Supporters of the practice include some more socially liberal religious denominations, some civil rights groups and some organizations that advocate on behalf of the rights of patients, particularly the terminally ill. These groups and others argue that “physician aid in dying” – they contend that calling the practice “suicide” unfairly imbues it with negative connotations – is not about forcing or pressuring anyone but rather is about giving people with no hope of recovery the choice to end their lives before their physical pain becomes unbearable or before they fully lose control of their mental faculties. “This is about compassion,” says Peg Sandeen, executive director of Death with Dignity National Center, a Portland, Ore., group that advocates for aid in dying. “A compassionate society does not allow people to suffer unnecessarily.” It’s also about personal autonomy, she adds. “This lets [people who are dying] make their own choices during the last stages of their lives,” she says.

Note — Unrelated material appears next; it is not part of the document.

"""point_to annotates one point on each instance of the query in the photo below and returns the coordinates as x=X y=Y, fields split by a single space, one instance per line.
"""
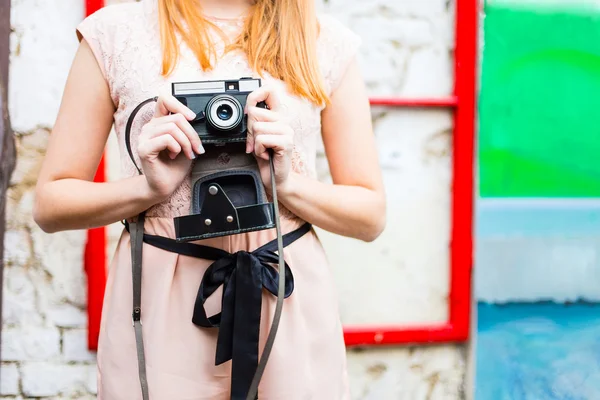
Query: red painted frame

In addition, supporters of aid in dying argue that giving people the option to end their suffering does not devalue human life. On the contrary, they say, physician aid in dying promotes human dignity by allowing those in the last stages of potentially painful and debilitating illnesses to end their lives on their own terms. “Death with dignity is really about living life, and not death,” Sandeen says. “For the terminally ill, life is often medicalized, centered around doctors and treatments,” she explains, adding, “This frees up people in the final stages of life to really focus on life and the meaning of life, rather than doctors and medicine.”